From Narrow Places to Open Spaces



Lord Thomas Dewar, a 19th-century Scottish conservative politician and Scotch whiskey maker, cultivated sayings that he felt led one to a successful life. One of his most well-known sayings is a call to the natural adventure of the human spirit: “Minds are like parachutes, they only function when open,” he observed.

While a bit of a cliché, Dewar’s words have behind them an essence of responsibility. We have been given something of value – our ability to reason – and when we do not utilize that reason, we do no justice to such a special gift. You see, with that gift comes responsibility.

And so it is with the message of Passover. We honor God’s gift of redemption not by wasting it or ignoring it but instead we honor the gift of freedom and Peoplehood with what accompanies it: An obligation to one another.

We have spent a year, decades, even a century and more, debating the merits of caring for each other in our adopted nation. And last month we witnessed, for better or worse, an attempt to put into practice that lesson of reflecting God’s redemptive power of healing. In this debate, what has been lost on most people, by my reckoning, is the ability to reason; the Godly gift of being able to measure with honesty the choices before us. Whether spitting words or bullets,
whether throwing bricks or accusations, our holy texts tell us that God is diminished when we remain silent in the face of harm experienced by our fellow. The Torah places before us both the obligation to love each other just as it does to rebuke each other, but nowhere does it speak of removing the blessings of God from well-meaning and loving people.

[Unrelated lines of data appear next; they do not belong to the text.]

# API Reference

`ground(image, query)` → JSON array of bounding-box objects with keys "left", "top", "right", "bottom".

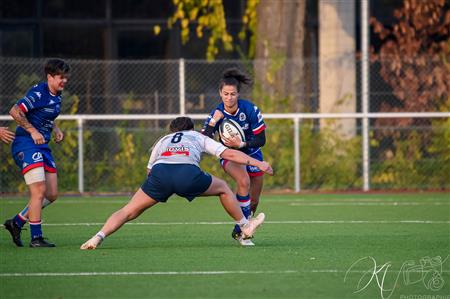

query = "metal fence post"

[
  {"left": 294, "top": 117, "right": 301, "bottom": 192},
  {"left": 361, "top": 0, "right": 370, "bottom": 191},
  {"left": 77, "top": 117, "right": 84, "bottom": 194},
  {"left": 179, "top": 58, "right": 185, "bottom": 115}
]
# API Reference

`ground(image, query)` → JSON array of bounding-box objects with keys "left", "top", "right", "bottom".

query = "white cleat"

[
  {"left": 237, "top": 237, "right": 255, "bottom": 246},
  {"left": 80, "top": 235, "right": 103, "bottom": 250},
  {"left": 241, "top": 212, "right": 265, "bottom": 239}
]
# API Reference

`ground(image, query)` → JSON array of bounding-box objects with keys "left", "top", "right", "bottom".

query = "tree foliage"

[
  {"left": 166, "top": 0, "right": 259, "bottom": 60},
  {"left": 371, "top": 0, "right": 450, "bottom": 120},
  {"left": 369, "top": 0, "right": 450, "bottom": 186}
]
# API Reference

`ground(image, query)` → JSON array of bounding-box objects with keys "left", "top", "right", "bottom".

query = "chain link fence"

[{"left": 0, "top": 58, "right": 449, "bottom": 193}]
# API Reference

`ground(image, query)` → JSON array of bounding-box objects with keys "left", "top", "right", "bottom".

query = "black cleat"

[
  {"left": 4, "top": 219, "right": 23, "bottom": 247},
  {"left": 231, "top": 228, "right": 241, "bottom": 240},
  {"left": 29, "top": 237, "right": 56, "bottom": 248}
]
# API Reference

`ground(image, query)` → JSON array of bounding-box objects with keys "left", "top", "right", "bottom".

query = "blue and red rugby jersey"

[
  {"left": 202, "top": 99, "right": 266, "bottom": 156},
  {"left": 11, "top": 82, "right": 62, "bottom": 156}
]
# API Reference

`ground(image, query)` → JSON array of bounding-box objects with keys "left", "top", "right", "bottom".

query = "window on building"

[
  {"left": 117, "top": 29, "right": 169, "bottom": 59},
  {"left": 43, "top": 25, "right": 105, "bottom": 58},
  {"left": 42, "top": 0, "right": 106, "bottom": 18},
  {"left": 0, "top": 0, "right": 37, "bottom": 18},
  {"left": 0, "top": 29, "right": 34, "bottom": 56},
  {"left": 111, "top": 0, "right": 172, "bottom": 19}
]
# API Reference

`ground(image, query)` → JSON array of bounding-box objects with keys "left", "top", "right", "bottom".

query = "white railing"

[{"left": 2, "top": 112, "right": 449, "bottom": 193}]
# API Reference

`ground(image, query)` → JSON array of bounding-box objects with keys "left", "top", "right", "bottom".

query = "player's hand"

[
  {"left": 221, "top": 134, "right": 241, "bottom": 148},
  {"left": 258, "top": 161, "right": 274, "bottom": 176},
  {"left": 0, "top": 127, "right": 15, "bottom": 144},
  {"left": 30, "top": 130, "right": 45, "bottom": 145},
  {"left": 53, "top": 127, "right": 64, "bottom": 143}
]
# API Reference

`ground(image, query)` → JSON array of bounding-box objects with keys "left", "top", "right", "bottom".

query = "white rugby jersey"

[{"left": 147, "top": 130, "right": 227, "bottom": 169}]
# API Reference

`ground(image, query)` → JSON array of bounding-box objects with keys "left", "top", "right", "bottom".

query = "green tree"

[{"left": 164, "top": 0, "right": 307, "bottom": 112}]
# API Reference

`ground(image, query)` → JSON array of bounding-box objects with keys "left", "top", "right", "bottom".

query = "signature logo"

[{"left": 344, "top": 255, "right": 448, "bottom": 299}]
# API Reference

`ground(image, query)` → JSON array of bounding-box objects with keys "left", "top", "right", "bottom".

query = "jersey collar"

[
  {"left": 45, "top": 82, "right": 61, "bottom": 97},
  {"left": 223, "top": 107, "right": 240, "bottom": 117}
]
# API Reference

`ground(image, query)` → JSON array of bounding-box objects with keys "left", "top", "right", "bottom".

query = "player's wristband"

[{"left": 239, "top": 141, "right": 246, "bottom": 148}]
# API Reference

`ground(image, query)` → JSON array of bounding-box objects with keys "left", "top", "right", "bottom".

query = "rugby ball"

[{"left": 219, "top": 119, "right": 246, "bottom": 142}]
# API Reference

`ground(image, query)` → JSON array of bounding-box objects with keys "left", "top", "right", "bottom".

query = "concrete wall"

[{"left": 319, "top": 0, "right": 356, "bottom": 136}]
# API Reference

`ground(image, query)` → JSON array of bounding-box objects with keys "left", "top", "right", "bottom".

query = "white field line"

[
  {"left": 2, "top": 269, "right": 449, "bottom": 277},
  {"left": 289, "top": 202, "right": 450, "bottom": 206},
  {"left": 267, "top": 198, "right": 450, "bottom": 203},
  {"left": 41, "top": 220, "right": 450, "bottom": 226}
]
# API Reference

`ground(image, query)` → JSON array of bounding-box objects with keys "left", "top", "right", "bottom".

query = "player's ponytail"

[{"left": 219, "top": 68, "right": 252, "bottom": 92}]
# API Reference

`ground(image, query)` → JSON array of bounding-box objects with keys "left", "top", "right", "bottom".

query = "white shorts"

[{"left": 24, "top": 167, "right": 46, "bottom": 185}]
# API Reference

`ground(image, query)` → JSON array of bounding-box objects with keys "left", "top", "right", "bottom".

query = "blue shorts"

[
  {"left": 220, "top": 149, "right": 264, "bottom": 177},
  {"left": 12, "top": 146, "right": 57, "bottom": 174},
  {"left": 141, "top": 163, "right": 212, "bottom": 202}
]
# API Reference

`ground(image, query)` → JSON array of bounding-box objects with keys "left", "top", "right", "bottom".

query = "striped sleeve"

[
  {"left": 250, "top": 105, "right": 266, "bottom": 134},
  {"left": 16, "top": 86, "right": 40, "bottom": 113}
]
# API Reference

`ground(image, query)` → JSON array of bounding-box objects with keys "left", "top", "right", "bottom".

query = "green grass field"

[{"left": 1, "top": 193, "right": 449, "bottom": 299}]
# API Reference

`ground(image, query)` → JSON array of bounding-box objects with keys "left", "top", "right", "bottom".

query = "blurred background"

[{"left": 0, "top": 0, "right": 449, "bottom": 193}]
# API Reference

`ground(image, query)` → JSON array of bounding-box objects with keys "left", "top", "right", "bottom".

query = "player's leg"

[
  {"left": 4, "top": 166, "right": 53, "bottom": 247},
  {"left": 6, "top": 151, "right": 57, "bottom": 231},
  {"left": 223, "top": 162, "right": 251, "bottom": 212},
  {"left": 222, "top": 160, "right": 252, "bottom": 240},
  {"left": 44, "top": 171, "right": 58, "bottom": 202},
  {"left": 16, "top": 166, "right": 55, "bottom": 247},
  {"left": 200, "top": 175, "right": 265, "bottom": 240},
  {"left": 223, "top": 160, "right": 251, "bottom": 198},
  {"left": 102, "top": 188, "right": 158, "bottom": 236},
  {"left": 4, "top": 169, "right": 48, "bottom": 247},
  {"left": 27, "top": 179, "right": 53, "bottom": 247},
  {"left": 247, "top": 149, "right": 265, "bottom": 214},
  {"left": 81, "top": 188, "right": 159, "bottom": 250},
  {"left": 201, "top": 175, "right": 244, "bottom": 221},
  {"left": 15, "top": 172, "right": 58, "bottom": 221},
  {"left": 250, "top": 175, "right": 264, "bottom": 214}
]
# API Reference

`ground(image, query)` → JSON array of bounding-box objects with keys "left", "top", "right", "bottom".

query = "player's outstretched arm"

[
  {"left": 0, "top": 127, "right": 15, "bottom": 144},
  {"left": 220, "top": 148, "right": 273, "bottom": 175}
]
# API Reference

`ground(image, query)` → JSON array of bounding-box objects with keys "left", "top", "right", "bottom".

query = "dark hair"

[
  {"left": 219, "top": 68, "right": 252, "bottom": 92},
  {"left": 45, "top": 59, "right": 70, "bottom": 76},
  {"left": 169, "top": 117, "right": 194, "bottom": 132}
]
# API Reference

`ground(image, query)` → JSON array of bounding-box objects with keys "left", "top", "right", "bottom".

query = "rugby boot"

[
  {"left": 29, "top": 237, "right": 56, "bottom": 248},
  {"left": 3, "top": 219, "right": 23, "bottom": 247}
]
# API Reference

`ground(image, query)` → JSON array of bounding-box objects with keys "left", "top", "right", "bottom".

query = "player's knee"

[
  {"left": 236, "top": 176, "right": 250, "bottom": 190},
  {"left": 211, "top": 178, "right": 232, "bottom": 197},
  {"left": 30, "top": 183, "right": 47, "bottom": 198},
  {"left": 46, "top": 192, "right": 58, "bottom": 202}
]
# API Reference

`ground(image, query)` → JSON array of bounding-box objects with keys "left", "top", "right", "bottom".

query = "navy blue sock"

[
  {"left": 234, "top": 194, "right": 251, "bottom": 234},
  {"left": 13, "top": 214, "right": 26, "bottom": 229},
  {"left": 234, "top": 224, "right": 242, "bottom": 234},
  {"left": 237, "top": 194, "right": 251, "bottom": 218},
  {"left": 29, "top": 221, "right": 42, "bottom": 240}
]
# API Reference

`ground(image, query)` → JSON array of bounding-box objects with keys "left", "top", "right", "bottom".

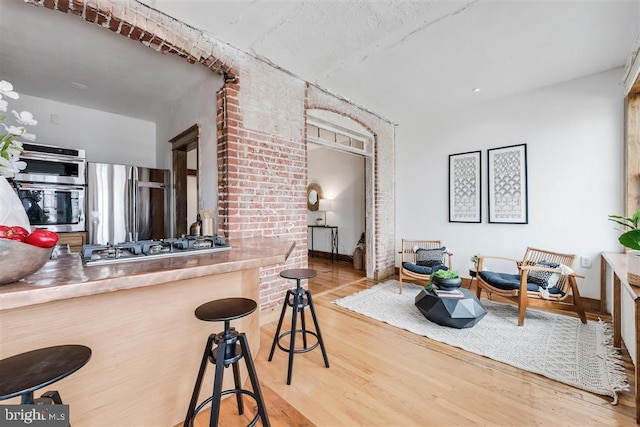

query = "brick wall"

[{"left": 28, "top": 0, "right": 396, "bottom": 312}]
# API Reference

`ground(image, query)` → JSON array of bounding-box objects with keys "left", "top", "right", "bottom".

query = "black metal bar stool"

[
  {"left": 0, "top": 345, "right": 91, "bottom": 405},
  {"left": 184, "top": 297, "right": 269, "bottom": 427},
  {"left": 268, "top": 268, "right": 329, "bottom": 385}
]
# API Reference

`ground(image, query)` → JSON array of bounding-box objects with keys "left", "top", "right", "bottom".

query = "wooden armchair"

[
  {"left": 475, "top": 247, "right": 587, "bottom": 326},
  {"left": 398, "top": 239, "right": 453, "bottom": 294}
]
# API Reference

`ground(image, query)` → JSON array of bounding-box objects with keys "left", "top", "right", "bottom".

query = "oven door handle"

[
  {"left": 19, "top": 152, "right": 86, "bottom": 164},
  {"left": 16, "top": 183, "right": 86, "bottom": 191}
]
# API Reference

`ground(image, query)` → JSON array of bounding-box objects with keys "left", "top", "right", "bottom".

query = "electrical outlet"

[{"left": 580, "top": 256, "right": 592, "bottom": 268}]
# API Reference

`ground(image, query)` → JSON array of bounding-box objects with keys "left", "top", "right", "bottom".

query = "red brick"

[
  {"left": 84, "top": 6, "right": 97, "bottom": 22},
  {"left": 108, "top": 17, "right": 121, "bottom": 32},
  {"left": 58, "top": 0, "right": 70, "bottom": 12},
  {"left": 130, "top": 27, "right": 143, "bottom": 40}
]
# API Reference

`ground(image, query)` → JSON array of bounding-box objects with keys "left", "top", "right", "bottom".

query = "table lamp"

[{"left": 318, "top": 199, "right": 331, "bottom": 226}]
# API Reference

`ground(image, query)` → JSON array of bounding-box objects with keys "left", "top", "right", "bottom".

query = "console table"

[
  {"left": 308, "top": 225, "right": 338, "bottom": 263},
  {"left": 601, "top": 252, "right": 639, "bottom": 422}
]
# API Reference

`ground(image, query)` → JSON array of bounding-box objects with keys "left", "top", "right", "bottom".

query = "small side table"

[
  {"left": 307, "top": 225, "right": 339, "bottom": 263},
  {"left": 468, "top": 268, "right": 478, "bottom": 289}
]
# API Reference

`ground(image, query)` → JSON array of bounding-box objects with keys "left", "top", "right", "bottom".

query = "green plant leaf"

[
  {"left": 432, "top": 269, "right": 459, "bottom": 279},
  {"left": 619, "top": 229, "right": 640, "bottom": 251},
  {"left": 608, "top": 215, "right": 635, "bottom": 229}
]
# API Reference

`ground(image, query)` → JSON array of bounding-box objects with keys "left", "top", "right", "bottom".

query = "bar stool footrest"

[
  {"left": 275, "top": 329, "right": 321, "bottom": 354},
  {"left": 190, "top": 388, "right": 262, "bottom": 427}
]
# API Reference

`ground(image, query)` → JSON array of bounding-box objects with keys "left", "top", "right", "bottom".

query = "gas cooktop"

[{"left": 81, "top": 236, "right": 230, "bottom": 266}]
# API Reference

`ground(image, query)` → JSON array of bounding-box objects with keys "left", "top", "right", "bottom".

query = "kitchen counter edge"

[{"left": 0, "top": 237, "right": 295, "bottom": 311}]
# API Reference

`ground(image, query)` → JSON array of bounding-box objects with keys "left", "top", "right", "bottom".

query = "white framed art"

[
  {"left": 449, "top": 150, "right": 481, "bottom": 223},
  {"left": 488, "top": 143, "right": 528, "bottom": 224}
]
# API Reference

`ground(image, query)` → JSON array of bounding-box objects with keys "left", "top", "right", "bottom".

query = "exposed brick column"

[{"left": 216, "top": 76, "right": 241, "bottom": 238}]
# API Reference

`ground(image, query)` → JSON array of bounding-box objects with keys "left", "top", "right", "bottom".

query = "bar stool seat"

[
  {"left": 268, "top": 268, "right": 329, "bottom": 385},
  {"left": 0, "top": 345, "right": 91, "bottom": 405},
  {"left": 184, "top": 297, "right": 269, "bottom": 427}
]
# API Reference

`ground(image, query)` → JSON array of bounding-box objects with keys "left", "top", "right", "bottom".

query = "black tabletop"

[
  {"left": 0, "top": 345, "right": 92, "bottom": 401},
  {"left": 195, "top": 297, "right": 257, "bottom": 322},
  {"left": 280, "top": 268, "right": 318, "bottom": 280}
]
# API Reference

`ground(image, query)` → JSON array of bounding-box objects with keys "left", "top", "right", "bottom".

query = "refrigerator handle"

[{"left": 132, "top": 166, "right": 139, "bottom": 242}]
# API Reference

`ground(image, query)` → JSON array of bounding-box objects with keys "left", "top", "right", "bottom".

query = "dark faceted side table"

[{"left": 415, "top": 288, "right": 487, "bottom": 329}]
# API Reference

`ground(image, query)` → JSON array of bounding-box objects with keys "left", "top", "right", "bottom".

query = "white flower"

[
  {"left": 0, "top": 80, "right": 19, "bottom": 100},
  {"left": 12, "top": 110, "right": 37, "bottom": 126},
  {"left": 0, "top": 156, "right": 26, "bottom": 176},
  {"left": 0, "top": 80, "right": 35, "bottom": 178},
  {"left": 1, "top": 123, "right": 26, "bottom": 136}
]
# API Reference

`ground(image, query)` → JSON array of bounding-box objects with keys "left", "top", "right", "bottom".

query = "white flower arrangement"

[{"left": 0, "top": 80, "right": 37, "bottom": 177}]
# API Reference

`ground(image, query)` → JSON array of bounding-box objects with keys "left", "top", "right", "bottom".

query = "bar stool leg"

[
  {"left": 184, "top": 335, "right": 215, "bottom": 426},
  {"left": 209, "top": 339, "right": 228, "bottom": 427},
  {"left": 268, "top": 290, "right": 292, "bottom": 361},
  {"left": 231, "top": 360, "right": 244, "bottom": 415},
  {"left": 306, "top": 290, "right": 330, "bottom": 368},
  {"left": 287, "top": 289, "right": 300, "bottom": 385},
  {"left": 238, "top": 333, "right": 271, "bottom": 427},
  {"left": 299, "top": 291, "right": 308, "bottom": 349},
  {"left": 39, "top": 391, "right": 63, "bottom": 404}
]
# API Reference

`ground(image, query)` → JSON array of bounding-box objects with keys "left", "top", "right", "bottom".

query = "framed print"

[
  {"left": 449, "top": 150, "right": 481, "bottom": 223},
  {"left": 488, "top": 143, "right": 528, "bottom": 224}
]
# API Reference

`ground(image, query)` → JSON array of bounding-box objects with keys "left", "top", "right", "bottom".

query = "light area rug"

[{"left": 333, "top": 280, "right": 629, "bottom": 403}]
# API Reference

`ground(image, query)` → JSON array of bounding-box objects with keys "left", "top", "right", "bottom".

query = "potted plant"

[
  {"left": 429, "top": 269, "right": 462, "bottom": 289},
  {"left": 470, "top": 253, "right": 480, "bottom": 270},
  {"left": 608, "top": 210, "right": 640, "bottom": 286}
]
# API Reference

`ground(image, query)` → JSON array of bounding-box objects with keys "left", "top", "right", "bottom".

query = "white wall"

[
  {"left": 396, "top": 68, "right": 626, "bottom": 299},
  {"left": 308, "top": 146, "right": 365, "bottom": 257},
  {"left": 12, "top": 94, "right": 156, "bottom": 167},
  {"left": 155, "top": 75, "right": 222, "bottom": 215}
]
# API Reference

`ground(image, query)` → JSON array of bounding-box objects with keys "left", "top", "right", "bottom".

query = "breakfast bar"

[{"left": 0, "top": 237, "right": 294, "bottom": 426}]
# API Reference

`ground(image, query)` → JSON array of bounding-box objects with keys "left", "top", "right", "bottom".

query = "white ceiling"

[{"left": 1, "top": 0, "right": 638, "bottom": 124}]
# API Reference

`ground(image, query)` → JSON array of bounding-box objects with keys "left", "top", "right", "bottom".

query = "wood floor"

[{"left": 189, "top": 259, "right": 637, "bottom": 426}]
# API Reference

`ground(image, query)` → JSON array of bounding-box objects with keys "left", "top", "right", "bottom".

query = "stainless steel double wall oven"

[{"left": 13, "top": 143, "right": 86, "bottom": 232}]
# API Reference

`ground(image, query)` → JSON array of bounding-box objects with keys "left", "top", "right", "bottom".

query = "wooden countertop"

[{"left": 0, "top": 237, "right": 295, "bottom": 311}]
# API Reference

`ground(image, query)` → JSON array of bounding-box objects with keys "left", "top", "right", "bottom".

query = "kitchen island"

[{"left": 0, "top": 237, "right": 294, "bottom": 426}]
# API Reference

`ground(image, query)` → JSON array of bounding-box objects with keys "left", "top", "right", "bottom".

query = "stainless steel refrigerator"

[{"left": 86, "top": 162, "right": 171, "bottom": 245}]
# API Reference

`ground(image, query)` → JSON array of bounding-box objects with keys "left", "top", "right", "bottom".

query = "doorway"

[
  {"left": 306, "top": 109, "right": 375, "bottom": 278},
  {"left": 170, "top": 124, "right": 199, "bottom": 236}
]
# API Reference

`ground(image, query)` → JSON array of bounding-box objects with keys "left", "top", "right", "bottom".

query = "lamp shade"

[{"left": 318, "top": 199, "right": 331, "bottom": 211}]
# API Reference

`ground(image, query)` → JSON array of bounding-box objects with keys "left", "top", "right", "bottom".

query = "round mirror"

[{"left": 307, "top": 183, "right": 323, "bottom": 211}]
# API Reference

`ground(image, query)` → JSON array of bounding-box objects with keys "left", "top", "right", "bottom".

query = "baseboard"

[{"left": 308, "top": 250, "right": 353, "bottom": 264}]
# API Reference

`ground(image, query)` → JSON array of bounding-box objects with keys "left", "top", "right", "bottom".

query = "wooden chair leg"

[
  {"left": 475, "top": 284, "right": 482, "bottom": 299},
  {"left": 570, "top": 277, "right": 587, "bottom": 324},
  {"left": 399, "top": 273, "right": 403, "bottom": 294},
  {"left": 517, "top": 291, "right": 528, "bottom": 326}
]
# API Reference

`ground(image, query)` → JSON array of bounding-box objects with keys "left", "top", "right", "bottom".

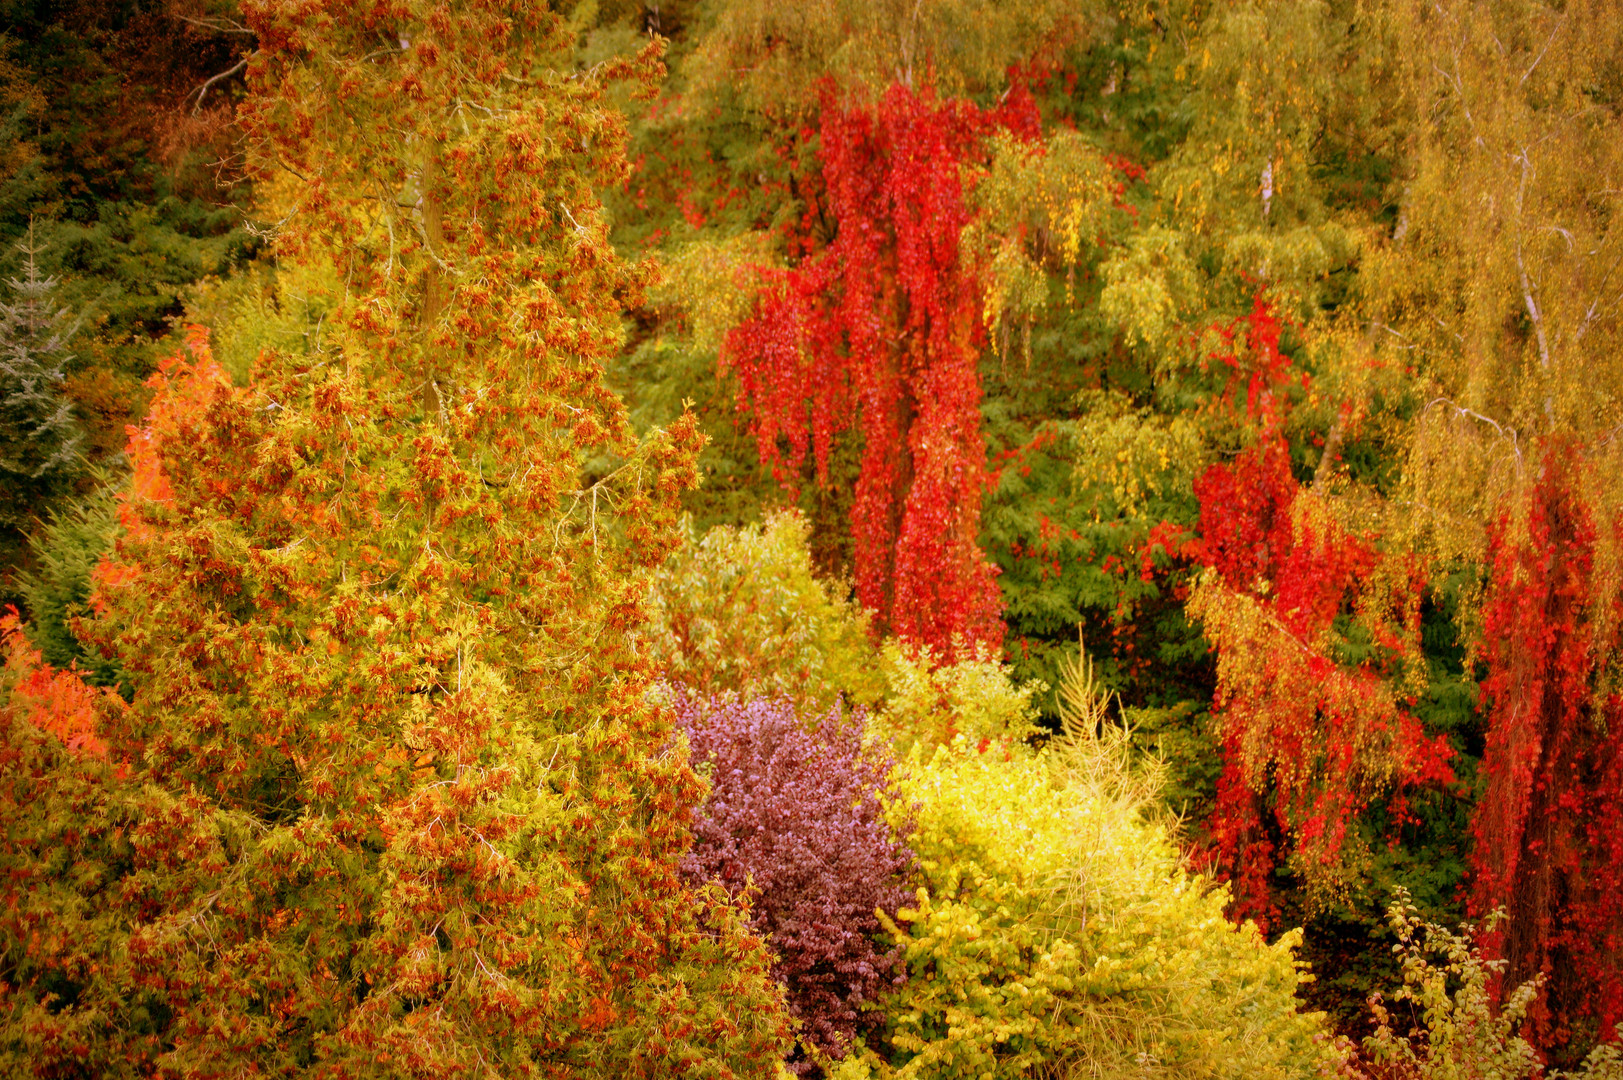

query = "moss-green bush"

[
  {"left": 16, "top": 464, "right": 121, "bottom": 686},
  {"left": 642, "top": 510, "right": 884, "bottom": 710}
]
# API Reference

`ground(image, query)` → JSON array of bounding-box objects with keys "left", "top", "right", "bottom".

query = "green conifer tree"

[{"left": 0, "top": 228, "right": 83, "bottom": 525}]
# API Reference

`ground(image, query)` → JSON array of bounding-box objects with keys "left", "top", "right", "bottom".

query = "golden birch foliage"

[
  {"left": 1372, "top": 0, "right": 1623, "bottom": 566},
  {"left": 1152, "top": 0, "right": 1334, "bottom": 237},
  {"left": 967, "top": 130, "right": 1131, "bottom": 360},
  {"left": 681, "top": 0, "right": 1085, "bottom": 109},
  {"left": 963, "top": 0, "right": 1367, "bottom": 388},
  {"left": 661, "top": 232, "right": 779, "bottom": 359},
  {"left": 1096, "top": 0, "right": 1358, "bottom": 340},
  {"left": 1364, "top": 3, "right": 1623, "bottom": 1046},
  {"left": 1097, "top": 227, "right": 1204, "bottom": 356}
]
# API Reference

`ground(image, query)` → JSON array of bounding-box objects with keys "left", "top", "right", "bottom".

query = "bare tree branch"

[
  {"left": 189, "top": 54, "right": 253, "bottom": 115},
  {"left": 177, "top": 13, "right": 256, "bottom": 34}
]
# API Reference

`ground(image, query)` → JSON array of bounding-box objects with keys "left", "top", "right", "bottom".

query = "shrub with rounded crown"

[{"left": 677, "top": 695, "right": 915, "bottom": 1072}]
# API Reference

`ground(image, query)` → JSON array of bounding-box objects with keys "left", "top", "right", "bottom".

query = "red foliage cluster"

[
  {"left": 1192, "top": 439, "right": 1454, "bottom": 927},
  {"left": 724, "top": 82, "right": 1038, "bottom": 658},
  {"left": 1471, "top": 442, "right": 1623, "bottom": 1052},
  {"left": 1204, "top": 291, "right": 1301, "bottom": 433},
  {"left": 0, "top": 610, "right": 122, "bottom": 762}
]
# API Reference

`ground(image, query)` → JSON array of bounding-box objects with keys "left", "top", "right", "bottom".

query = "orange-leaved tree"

[{"left": 0, "top": 0, "right": 791, "bottom": 1075}]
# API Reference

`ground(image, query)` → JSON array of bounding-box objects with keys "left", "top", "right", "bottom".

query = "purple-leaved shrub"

[{"left": 675, "top": 696, "right": 914, "bottom": 1071}]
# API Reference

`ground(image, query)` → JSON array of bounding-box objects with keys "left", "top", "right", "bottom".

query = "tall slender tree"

[
  {"left": 1366, "top": 0, "right": 1623, "bottom": 1057},
  {"left": 723, "top": 83, "right": 1035, "bottom": 656},
  {"left": 0, "top": 228, "right": 82, "bottom": 526}
]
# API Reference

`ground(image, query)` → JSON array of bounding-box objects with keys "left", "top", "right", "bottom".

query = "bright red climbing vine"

[
  {"left": 1181, "top": 296, "right": 1454, "bottom": 928},
  {"left": 1189, "top": 438, "right": 1454, "bottom": 927},
  {"left": 723, "top": 82, "right": 1038, "bottom": 658},
  {"left": 1470, "top": 441, "right": 1623, "bottom": 1052}
]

Even when frightened or angry, we must follow the classic methodology that the wise among us have employed: ‘An ounce of encouragement is worth more than a pound of criticism.’

As someone who has suffered and nearly died because of the excesses of our present health insurance system, and as a man of God who has faith in the message that pervades the Torah and every Jewish holy text, namely that we are raised up in holiness by the very act of reaching out to heal one another, you might easily guess where I stand on this issue. And yet, for the purposes of this topic, that is far less relevant than what is most important for you to hear from your Rabbi: We must justify our freedom. We must meet the obligation that is mated to our liberty and honor God’s honoring us through the freedom our ancestors. All this we must do if we are to reflect God in the lives we lead day in and day out. Simply put: Doing so – cultivating a holy life – does not and cannot possibly include causeless hatred, sinnat chinam.

Let us leave behind our nation’s narrow places, our American mitzrayim (Egypt – literally, “narrow places”), and live our lives in dedication to God’s love and to “holy living.” Let us remember that those of us with voices are obligated to speak out, to act, to empathize (the Hagaddah and the Torah say “remember”), so that all of us are closer to “whole-ness.”

It is our devotion to redemption – reflecting the love God showed our ancestors by showing that same love to others – that will bring us from our narrow places and lead us to rejoice in the blessings that we have been granted. We must do this so that, when asked for what we stand as Jews (especially during the holiday of Passover), we may answer without reservation: “We believe that we must follow God’s example in helping our fellow from narrow places to open spaces.” It is that that will lead us to listen and to love one other this year and every year.

May you and your family experience a truly meaningful Pesach and may you find freedom from all of your narrow places.

My wife, Sarah, and I wish you “Ah zissen und ah kasher Pesach” – a sweet and kosher Passover!